Le début du film présente, avec une économie narrative efficace, le prototype du quadragénaire parisien (nommé Pierre... il n'est pas difficile de deviner, une fois que l'on a regardé le film, que le choix de ce prénom ne doit rien au hasard !), gagnant bien sa vie, très pointilleux dans son travail d'ingénieur dans la robotique, tiré à quatre épingles, avec une barbe poivre-sel très bien entretenue. Et on a même l'impression de sentir le parfum de luxe en supplément. Bref, la représentation parfaite d'une personne qui n'a pas à se plaindre sur le plan financier. Mais, à l'occasion d'un déplacement professionnel, notre protagoniste est attiré inexplicablement par une montagne, sans qu'il parvienne à comprendre lui-même pourquoi, s'improvise alpiniste et ne veut plus en quitter les pentes...
On est dans le profil du type qui, sous l'apparence de la réussite matérielle, est sûrement insatisfait de son existence, spirituellement et métaphysiquement. Passé l'intro rapide sur qui notre improvisé alpiniste est (ou plutôt était ou croyait être !), d'où il vient (pas géographiquement parlant, cela s'entend !), le tout prend son temps dans une première heure réaliste, bien aidé par les paysages montagneux. Avant que tout cela prenne un virage franc dans le fantastique, lors duquel le protagoniste se fond d'une manière physique, organique au corps minéral des lieux.

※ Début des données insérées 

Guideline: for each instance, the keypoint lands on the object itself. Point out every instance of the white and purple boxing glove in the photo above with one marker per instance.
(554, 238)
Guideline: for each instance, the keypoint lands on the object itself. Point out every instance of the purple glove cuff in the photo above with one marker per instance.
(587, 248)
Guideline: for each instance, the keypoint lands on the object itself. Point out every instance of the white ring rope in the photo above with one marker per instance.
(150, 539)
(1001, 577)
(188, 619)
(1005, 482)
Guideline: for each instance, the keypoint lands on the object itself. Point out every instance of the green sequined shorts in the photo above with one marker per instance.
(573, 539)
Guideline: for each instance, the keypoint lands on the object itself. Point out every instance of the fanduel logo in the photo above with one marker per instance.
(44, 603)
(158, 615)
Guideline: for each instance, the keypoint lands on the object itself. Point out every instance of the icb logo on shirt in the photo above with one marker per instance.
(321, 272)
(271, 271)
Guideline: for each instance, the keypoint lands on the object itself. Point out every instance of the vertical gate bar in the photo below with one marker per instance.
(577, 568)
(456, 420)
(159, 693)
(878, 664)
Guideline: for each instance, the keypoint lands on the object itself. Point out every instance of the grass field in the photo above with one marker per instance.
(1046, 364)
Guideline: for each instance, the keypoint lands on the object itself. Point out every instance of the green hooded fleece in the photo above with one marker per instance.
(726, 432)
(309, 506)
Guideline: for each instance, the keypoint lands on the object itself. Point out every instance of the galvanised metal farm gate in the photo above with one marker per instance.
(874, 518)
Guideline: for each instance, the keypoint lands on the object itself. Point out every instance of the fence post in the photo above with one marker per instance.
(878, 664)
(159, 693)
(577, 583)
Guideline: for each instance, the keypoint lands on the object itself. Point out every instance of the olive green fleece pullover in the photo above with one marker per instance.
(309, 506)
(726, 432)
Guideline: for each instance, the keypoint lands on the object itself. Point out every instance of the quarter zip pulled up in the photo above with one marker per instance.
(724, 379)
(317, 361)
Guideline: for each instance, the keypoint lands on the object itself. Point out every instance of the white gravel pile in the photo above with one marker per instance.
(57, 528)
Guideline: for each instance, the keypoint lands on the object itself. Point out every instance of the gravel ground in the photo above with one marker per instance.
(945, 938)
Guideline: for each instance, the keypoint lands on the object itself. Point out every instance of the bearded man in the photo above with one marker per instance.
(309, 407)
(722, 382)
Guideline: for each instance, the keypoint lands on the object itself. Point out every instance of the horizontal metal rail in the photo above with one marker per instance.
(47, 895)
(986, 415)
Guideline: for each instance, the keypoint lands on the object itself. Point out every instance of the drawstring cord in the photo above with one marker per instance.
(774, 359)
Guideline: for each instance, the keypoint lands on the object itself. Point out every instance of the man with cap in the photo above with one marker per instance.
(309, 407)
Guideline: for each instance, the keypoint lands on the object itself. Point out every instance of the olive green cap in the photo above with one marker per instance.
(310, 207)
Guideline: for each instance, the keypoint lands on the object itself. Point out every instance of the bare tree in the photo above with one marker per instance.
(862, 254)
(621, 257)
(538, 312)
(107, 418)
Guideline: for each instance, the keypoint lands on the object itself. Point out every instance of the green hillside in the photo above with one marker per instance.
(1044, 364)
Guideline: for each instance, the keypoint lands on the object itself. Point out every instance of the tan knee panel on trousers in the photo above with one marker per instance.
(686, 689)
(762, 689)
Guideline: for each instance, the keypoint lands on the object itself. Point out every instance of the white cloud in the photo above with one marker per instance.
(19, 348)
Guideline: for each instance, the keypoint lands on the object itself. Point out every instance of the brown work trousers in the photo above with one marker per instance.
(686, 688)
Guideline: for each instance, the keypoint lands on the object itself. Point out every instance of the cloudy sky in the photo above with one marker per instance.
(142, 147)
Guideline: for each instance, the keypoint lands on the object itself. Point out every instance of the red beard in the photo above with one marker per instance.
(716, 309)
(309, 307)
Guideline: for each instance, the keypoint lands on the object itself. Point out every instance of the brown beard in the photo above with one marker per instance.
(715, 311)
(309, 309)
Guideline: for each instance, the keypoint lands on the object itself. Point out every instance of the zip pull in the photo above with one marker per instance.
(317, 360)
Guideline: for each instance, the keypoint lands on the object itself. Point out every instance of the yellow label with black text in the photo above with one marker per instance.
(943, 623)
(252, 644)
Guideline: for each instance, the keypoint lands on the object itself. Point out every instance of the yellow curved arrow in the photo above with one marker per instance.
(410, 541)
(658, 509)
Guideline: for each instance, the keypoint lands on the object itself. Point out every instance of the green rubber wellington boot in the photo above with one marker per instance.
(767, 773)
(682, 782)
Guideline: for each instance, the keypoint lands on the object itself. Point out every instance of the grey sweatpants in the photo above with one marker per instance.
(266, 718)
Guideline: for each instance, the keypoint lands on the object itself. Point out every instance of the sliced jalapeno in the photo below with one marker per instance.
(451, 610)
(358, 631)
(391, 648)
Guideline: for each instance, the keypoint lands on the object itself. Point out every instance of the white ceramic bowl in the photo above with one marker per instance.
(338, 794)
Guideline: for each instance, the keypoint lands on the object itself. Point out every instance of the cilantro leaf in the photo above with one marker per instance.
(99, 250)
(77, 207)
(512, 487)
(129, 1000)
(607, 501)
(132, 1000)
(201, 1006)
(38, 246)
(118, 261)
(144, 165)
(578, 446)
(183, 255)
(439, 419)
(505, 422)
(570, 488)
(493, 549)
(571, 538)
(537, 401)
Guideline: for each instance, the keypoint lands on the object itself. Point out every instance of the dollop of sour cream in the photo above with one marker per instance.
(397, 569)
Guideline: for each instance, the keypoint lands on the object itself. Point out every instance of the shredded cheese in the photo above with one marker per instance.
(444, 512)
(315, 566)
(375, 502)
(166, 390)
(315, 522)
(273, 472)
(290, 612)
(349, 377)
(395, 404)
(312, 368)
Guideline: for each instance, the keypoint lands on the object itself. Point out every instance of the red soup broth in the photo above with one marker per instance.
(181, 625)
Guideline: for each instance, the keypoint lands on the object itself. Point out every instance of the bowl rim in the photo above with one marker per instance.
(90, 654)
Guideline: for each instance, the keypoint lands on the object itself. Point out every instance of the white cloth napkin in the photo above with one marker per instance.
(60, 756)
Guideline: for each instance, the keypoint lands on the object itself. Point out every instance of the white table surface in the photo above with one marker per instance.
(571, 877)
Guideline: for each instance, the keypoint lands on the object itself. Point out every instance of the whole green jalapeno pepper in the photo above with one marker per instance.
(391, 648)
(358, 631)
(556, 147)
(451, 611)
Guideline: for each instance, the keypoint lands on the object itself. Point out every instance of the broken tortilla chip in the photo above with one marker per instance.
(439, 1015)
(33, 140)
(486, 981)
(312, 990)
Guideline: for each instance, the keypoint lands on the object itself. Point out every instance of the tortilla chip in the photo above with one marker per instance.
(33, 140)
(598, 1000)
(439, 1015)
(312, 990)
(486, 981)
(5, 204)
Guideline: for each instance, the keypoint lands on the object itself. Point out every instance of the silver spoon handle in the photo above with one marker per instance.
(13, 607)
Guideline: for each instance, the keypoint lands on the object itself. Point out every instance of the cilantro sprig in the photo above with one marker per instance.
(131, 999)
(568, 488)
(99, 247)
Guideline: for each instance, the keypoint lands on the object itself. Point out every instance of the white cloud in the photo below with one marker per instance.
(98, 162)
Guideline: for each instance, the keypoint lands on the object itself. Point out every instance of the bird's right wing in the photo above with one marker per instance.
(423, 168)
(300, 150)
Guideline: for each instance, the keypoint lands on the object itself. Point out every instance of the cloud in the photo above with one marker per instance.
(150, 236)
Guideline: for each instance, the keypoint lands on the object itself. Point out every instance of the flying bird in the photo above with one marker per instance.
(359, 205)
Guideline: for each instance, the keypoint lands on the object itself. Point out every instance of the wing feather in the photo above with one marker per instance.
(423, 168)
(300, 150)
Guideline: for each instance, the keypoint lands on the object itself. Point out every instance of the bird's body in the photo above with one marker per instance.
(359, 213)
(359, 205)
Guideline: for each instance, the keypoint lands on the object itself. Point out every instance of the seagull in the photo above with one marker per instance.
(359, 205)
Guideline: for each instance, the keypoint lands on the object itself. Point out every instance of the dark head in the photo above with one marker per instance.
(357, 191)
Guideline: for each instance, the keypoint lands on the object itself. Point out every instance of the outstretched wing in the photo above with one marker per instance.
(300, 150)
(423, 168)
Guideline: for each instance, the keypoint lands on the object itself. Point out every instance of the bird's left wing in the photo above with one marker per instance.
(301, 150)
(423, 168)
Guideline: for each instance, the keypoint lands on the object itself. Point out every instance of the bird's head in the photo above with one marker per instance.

Si cette partie est prenante, car surprenante (et avec d'efficaces et impeccables effets spéciaux !), dans un premier temps, le fait qu'elle traîne inutilement sur deux sections, avec une interruption extérieure à la montagne au milieu, au lieu d'être fondue en une seule (ce qui aurait pu fonctionner plus efficacement, puisqu'il n'y aurait rien eu à ajouter que le spectateur n'avait pas déjà compris et aussi sur la consistance de cet "univers" fantastique !), provoque un léger ennui à force.
Sans m'étendre plus et en ayant essayé jusqu'ici de rester le plus vague possible pour ne pas trop spoiler, heureusement qu'il y a, par la suite, un brusque enchainement sur la restauratrice incarnée par Louise Bourgoin (que le spectateur et le protagoniste n'avaient fait que croiser jusqu'à ce moment de l'intrigue !). Cette dernière ajoute une touche de chaleur bienvenue dans un ensemble qui aurait pu paraître trop sec par son dépouillement ambigu et par le fait que c'était pour ainsi dire un film à un seul personnage.
Thomas Salvador, acteur principal, réalisateur et coscénariste, crée avec La Montagne, une œuvre, certes imparfaite, mais avec de l'audace, poussant à s'interroger sur ce que l'on a vu, à l'interpréter, qui reste à l'esprit bien après le générique de fin.